Zak’s Daily Round-Up: BRBY, CNA, RBS, CWR, NRRP and POS

5 mins. to read
Zak’s Daily Round-Up: BRBY, CNA, RBS, CWR, NRRP and POS

Market Direction: Gold Support in the $1,260s Zone


Burberry (BRBY): March Bull Trap Gap Reversal

What still dominates the daily chart picture on Burberry is March’s bull trap gap reversal through the 200 day moving average. This is a relatively rare configuration, but one which can haunt a stock or market for months to follow. Indeed, it can be seen how the shares have drifted since that event, and frankly, do not appear to be very keen to rehabilitate themselves at the moment either. The fear that the longs would have currently is that at least while there is no break back above the 10 day moving average at 1,202p, one would expect to see further downside. This could still be significant, especially given the way that the floor of a wide trend channel from October has its support line projection heading as low as 1,000p. While this appears to be somewhat on the pessimistic side, we should remember how negative the March chart setup was, and of course at the same time be aware that the downside would be that much less if Burberry delivered a recovery of the 10 day line over the next couple of sessions.

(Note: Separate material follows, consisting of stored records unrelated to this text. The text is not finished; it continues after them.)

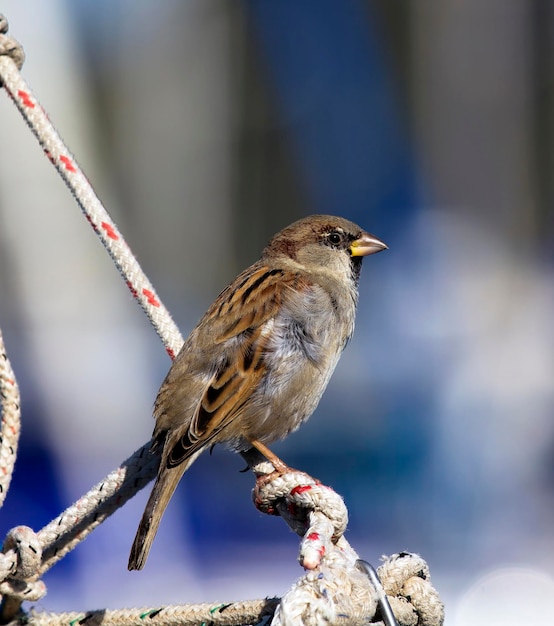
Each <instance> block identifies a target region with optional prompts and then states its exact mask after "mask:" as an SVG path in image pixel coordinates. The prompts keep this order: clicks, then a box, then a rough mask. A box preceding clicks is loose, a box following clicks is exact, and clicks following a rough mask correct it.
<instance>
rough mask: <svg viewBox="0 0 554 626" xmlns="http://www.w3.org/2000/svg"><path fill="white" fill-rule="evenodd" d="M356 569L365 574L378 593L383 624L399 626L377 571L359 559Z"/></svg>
mask: <svg viewBox="0 0 554 626" xmlns="http://www.w3.org/2000/svg"><path fill="white" fill-rule="evenodd" d="M356 567H357V568H358V569H359V570H360V571H362V572H364V573H365V574H366V575H367V577H368V578H369V580H370V581H371V584H372V585H373V586H374V587H375V591H376V592H377V603H378V605H379V610H380V612H381V617H382V618H383V623H384V624H385V626H398V622H397V621H396V617H394V613H393V612H392V609H391V607H390V604H389V599H388V598H387V594H386V593H385V590H384V589H383V585H382V583H381V580H380V579H379V575H378V574H377V572H376V571H375V568H374V567H373V565H370V564H369V563H368V562H367V561H364V560H363V559H358V560H357V561H356Z"/></svg>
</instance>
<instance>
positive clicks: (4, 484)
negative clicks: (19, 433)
mask: <svg viewBox="0 0 554 626" xmlns="http://www.w3.org/2000/svg"><path fill="white" fill-rule="evenodd" d="M19 402H20V399H19V387H18V385H17V380H16V378H15V374H14V372H13V370H12V366H11V363H10V361H9V359H8V355H7V353H6V349H5V346H4V338H3V337H2V332H1V331H0V413H1V414H2V425H1V428H0V507H1V506H2V505H3V504H4V500H5V498H6V494H7V493H8V489H9V487H10V482H11V479H12V474H13V468H14V465H15V459H16V457H17V444H18V442H19V432H20V430H21V408H20V404H19Z"/></svg>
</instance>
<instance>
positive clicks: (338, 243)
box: [327, 230, 342, 246]
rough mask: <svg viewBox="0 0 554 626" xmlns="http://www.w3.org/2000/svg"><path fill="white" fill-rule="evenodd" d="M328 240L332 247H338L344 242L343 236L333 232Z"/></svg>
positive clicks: (335, 231) (332, 231)
mask: <svg viewBox="0 0 554 626" xmlns="http://www.w3.org/2000/svg"><path fill="white" fill-rule="evenodd" d="M327 240H328V241H329V243H330V244H331V245H333V246H338V245H339V244H340V243H341V241H342V235H341V233H339V232H338V231H336V230H333V231H331V232H330V233H329V234H328V235H327Z"/></svg>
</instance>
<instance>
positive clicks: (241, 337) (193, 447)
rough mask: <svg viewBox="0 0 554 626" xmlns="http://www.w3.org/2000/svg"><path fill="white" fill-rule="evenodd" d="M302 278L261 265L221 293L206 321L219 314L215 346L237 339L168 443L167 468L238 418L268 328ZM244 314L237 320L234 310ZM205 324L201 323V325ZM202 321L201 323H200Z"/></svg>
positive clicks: (215, 332)
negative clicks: (192, 417)
mask: <svg viewBox="0 0 554 626" xmlns="http://www.w3.org/2000/svg"><path fill="white" fill-rule="evenodd" d="M301 282H302V278H301V276H300V275H299V274H297V273H294V272H286V271H285V270H280V269H279V270H277V269H269V268H267V267H265V266H259V267H258V268H257V269H256V270H255V271H252V268H249V270H247V271H246V272H244V273H243V274H242V275H240V276H239V277H238V278H237V279H236V280H235V282H234V283H233V284H232V285H230V286H229V287H227V289H226V290H225V291H223V292H222V293H221V295H220V297H219V298H218V299H217V300H216V302H215V303H214V304H213V305H212V308H211V309H210V310H209V311H208V312H207V314H206V316H205V318H204V320H210V319H213V315H214V314H216V315H217V324H216V325H215V326H216V328H215V329H214V328H210V330H212V331H213V330H215V336H214V337H213V341H214V343H217V344H223V343H225V342H232V341H234V340H236V342H237V343H235V344H234V345H233V344H230V345H229V349H228V350H227V353H226V358H224V359H223V360H222V362H221V364H220V366H219V368H218V370H217V371H216V372H215V374H214V375H213V377H212V378H211V380H210V382H209V383H208V384H207V385H206V388H205V390H204V393H203V394H202V398H201V400H200V403H199V405H198V408H197V410H196V413H195V415H194V417H193V418H192V420H191V421H190V422H189V423H188V424H183V427H182V428H180V429H178V431H177V432H174V433H172V436H171V437H170V439H171V441H168V444H169V445H168V446H167V447H166V449H167V452H168V454H167V465H168V467H174V466H176V465H178V464H179V463H182V462H183V461H184V460H185V459H187V458H189V457H190V456H191V455H192V454H194V453H195V452H196V451H197V450H199V449H200V448H202V447H205V446H207V445H209V444H210V443H211V442H213V440H214V439H215V438H216V437H217V435H219V434H220V433H221V431H222V430H223V429H225V427H226V426H228V425H229V424H230V423H231V422H232V421H233V420H234V419H235V418H236V417H237V416H239V415H240V412H241V411H242V409H243V407H244V405H245V403H246V402H247V401H248V399H249V398H250V396H251V395H252V393H253V392H254V390H255V389H256V387H257V386H258V385H259V383H260V381H261V380H262V378H263V376H264V374H265V368H264V355H265V353H266V350H267V345H268V343H269V337H268V334H267V333H264V329H265V327H266V324H267V323H268V322H269V321H270V320H271V319H273V318H274V317H275V316H276V315H277V312H278V310H279V309H280V307H281V304H282V301H283V297H286V295H285V293H286V291H287V290H288V289H289V288H291V289H293V290H297V289H299V288H301V287H300V284H301ZM239 307H240V309H241V311H242V316H241V317H240V318H237V316H236V309H237V308H239ZM204 320H203V321H204ZM201 323H202V322H201Z"/></svg>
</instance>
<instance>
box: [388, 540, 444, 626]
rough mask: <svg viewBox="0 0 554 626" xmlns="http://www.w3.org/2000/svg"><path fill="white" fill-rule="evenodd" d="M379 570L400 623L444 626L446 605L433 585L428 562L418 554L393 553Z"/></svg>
mask: <svg viewBox="0 0 554 626" xmlns="http://www.w3.org/2000/svg"><path fill="white" fill-rule="evenodd" d="M378 573H379V578H380V579H381V582H382V584H383V588H384V590H385V592H386V594H387V596H388V598H389V602H390V605H391V608H392V610H393V611H394V614H395V615H396V618H397V619H398V621H399V623H401V624H406V625H407V626H409V625H412V624H413V625H414V626H416V625H419V624H425V626H441V625H442V623H443V622H444V605H443V603H442V602H441V600H440V598H439V595H438V593H437V591H436V589H434V587H433V586H432V585H431V576H430V573H429V567H428V565H427V563H426V562H425V561H424V560H423V559H422V558H421V557H420V556H419V555H418V554H413V553H410V552H400V553H398V554H393V555H392V556H390V557H387V558H386V560H384V562H383V564H382V565H381V567H379V568H378Z"/></svg>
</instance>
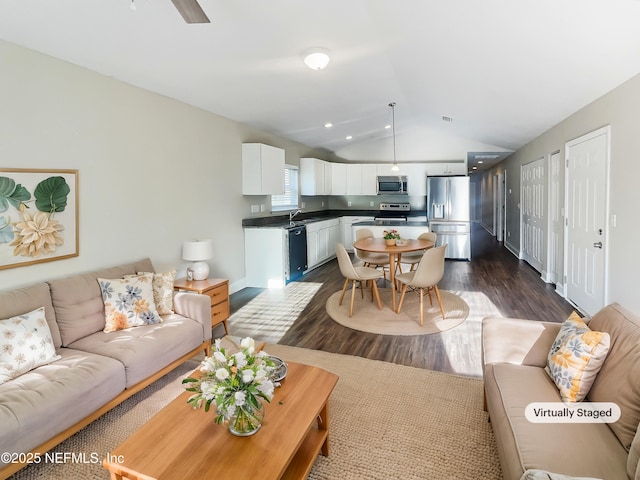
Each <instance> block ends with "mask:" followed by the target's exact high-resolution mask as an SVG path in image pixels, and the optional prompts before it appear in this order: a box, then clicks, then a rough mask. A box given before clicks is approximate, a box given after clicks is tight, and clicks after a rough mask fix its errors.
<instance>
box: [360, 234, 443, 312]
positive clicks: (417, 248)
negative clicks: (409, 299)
mask: <svg viewBox="0 0 640 480" xmlns="http://www.w3.org/2000/svg"><path fill="white" fill-rule="evenodd" d="M434 245H435V244H434V242H432V241H431V240H422V239H407V240H405V239H403V240H402V243H401V244H400V245H387V244H386V242H385V240H384V238H375V237H369V238H361V239H360V240H356V241H355V242H353V248H355V249H357V250H362V251H364V252H371V253H386V254H387V255H389V277H390V281H391V303H392V305H391V308H392V309H393V311H394V312H395V311H396V267H397V266H398V265H399V264H400V262H401V260H402V254H403V253H406V252H417V251H419V250H427V249H428V248H432V247H433V246H434Z"/></svg>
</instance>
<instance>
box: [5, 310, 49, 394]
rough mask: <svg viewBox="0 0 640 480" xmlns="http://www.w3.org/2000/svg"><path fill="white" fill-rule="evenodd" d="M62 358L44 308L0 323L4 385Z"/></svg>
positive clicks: (9, 318)
mask: <svg viewBox="0 0 640 480" xmlns="http://www.w3.org/2000/svg"><path fill="white" fill-rule="evenodd" d="M59 359H60V355H57V354H56V349H55V347H54V345H53V339H52V338H51V330H49V325H48V324H47V319H46V318H45V316H44V307H40V308H38V309H36V310H33V311H32V312H29V313H25V314H23V315H18V316H17V317H12V318H8V319H6V320H0V385H1V384H3V383H5V382H7V381H9V380H11V379H12V378H16V377H18V376H20V375H22V374H23V373H27V372H28V371H29V370H33V369H34V368H36V367H38V366H40V365H45V364H47V363H50V362H53V361H55V360H59Z"/></svg>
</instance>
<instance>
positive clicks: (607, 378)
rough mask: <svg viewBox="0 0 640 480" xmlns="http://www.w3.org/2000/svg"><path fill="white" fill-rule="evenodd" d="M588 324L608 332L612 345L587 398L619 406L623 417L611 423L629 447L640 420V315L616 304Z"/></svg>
mask: <svg viewBox="0 0 640 480" xmlns="http://www.w3.org/2000/svg"><path fill="white" fill-rule="evenodd" d="M589 327H591V329H593V330H599V331H602V332H608V333H609V335H610V337H611V348H610V350H609V353H608V355H607V360H606V361H605V362H604V364H603V365H602V368H601V369H600V373H599V374H598V376H597V377H596V380H595V382H593V385H592V386H591V390H590V391H589V394H588V395H587V400H589V401H591V402H615V403H617V404H618V405H619V406H620V419H619V420H618V421H617V422H616V423H612V424H611V425H610V426H611V429H612V430H613V431H614V432H615V434H616V435H617V436H618V438H619V439H620V442H621V443H622V444H623V445H624V446H625V448H627V449H629V447H630V446H631V441H632V440H633V437H634V436H635V434H636V429H637V427H638V423H640V318H638V317H637V316H636V315H634V314H632V313H631V312H629V311H628V310H626V309H624V308H623V307H621V306H620V305H618V304H613V305H609V306H607V307H605V308H603V309H602V310H600V311H599V312H598V313H597V314H596V315H594V316H593V318H592V319H591V321H590V322H589Z"/></svg>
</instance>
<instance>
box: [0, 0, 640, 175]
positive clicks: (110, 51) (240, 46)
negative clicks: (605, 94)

Centrica (CNA): Broadening Triangle Target at 175p

What is clear from the daily chart of Centrica is the way that it has not exactly been a pleasant ride for the bulls in the recent past. The reason for this on a technical basis stems from the April setup on the daily chart which was an island top reversal – a very negative configuration. To make matters worse, the formation was delivered above the 200 day moving average, now running at 226p, and falling along with the 50 day line at the same price. The problem now is that even though the stock is oversold on the RSI scale, at least while there is no end of day close back above the floor of the May gap down at 219p one would fear a further fall, despite all the near term losses we have already seen. The favoured destination in this respect is seen as being the floor of a September broadening triangle with its support line projection pointing as low as 175p. This area is regarded as being a valid target for Centrica over the next 1-2 months, or even sooner if we see a quick break of the initial May support at 201p early next week.


RBS (RBS): January Price Channel Floor at 200p

What has not been answered of late as far as RBS is concerned is why the Government owned bank continues to soldier on, losing some £30m a day? Presumably, the idea is to keep its highly trained and capable operatives off the streets? As far as the charting position is concerned here it can be seen how there has been a decline within a falling trend channel which has been in place since as long ago as the beginning of the year. The support line projection of the channel is currently heading as low as 200p, and given the woes of the stock it would be surprising if it did not drift down to this level over the next 2-4 weeks. At this stage only back above the 215.89p former February floor would even begin to delay the downside scenario.


Small Caps

Ceres Power (CWR): Still as High as 14p

The “breakthrough” that helps in terms of the charting of many small caps and illiquid shares is to encompass them in a triangle pattern. In the case of Ceres Power we can see how there has been progress within a broadening triangle which can be drawn in from as long ago as February last year. The resistance line projection target of the triangle is assumed to be as high as 12p, even after all the gains we have seen in recent days. This is especially the case given the way that we have an RSI reading of 80 plus. The message, therefore, is that while we may wish to see a cooling off for the shares, at least while there is no end of day close back below the former March resistance at 8.5p. The timeframe on the notional 12p target is the next 2-4 weeks.


North River Resources (NRRP): 0.3p Price Channel Target

We have seen a decent breakthrough for shares of North River Resources in the sense that there has been a clearance of the 200 day moving average at 0.125p. The assumption to make now is that provided there is no end of day close back below the 50 day moving average running at 0.10p we could be treated to further decent upside. The likely destination for the stock should be as great as the top of a rising trend channel from August currently heading to 0.3p. This could be achieved as soon as the next 2-3 months.


Plexus (POS): 115p Trend Channel Destination

We have been seeing an extended base on the daily chart of Plexus from as long ago as the end of January. Indeed, the overall pattern here is that of a U shaped reversal – one of the strongest in the charting textbooks. However, the big breakthrough for those seeking recovery has been with the April clearance of the 50 day moving average now at 57p. For May to date we have been treated to a near vertical jump with a gap to the upside, something which bodes well for the stock, despite having travelled so far in such a short space of time. The call currently is that provided there is no end of day close back below the 10 day moving average the upside here could be as great as the top of a rising trend channel which can be drawn in from as long ago as January at 115p. In the meantime any dips towards the 10 day line to improve the risk / reward of going long are regarded as buying opportunities. This is even though the momentum here looks to be so strong any pullbacks could be limited.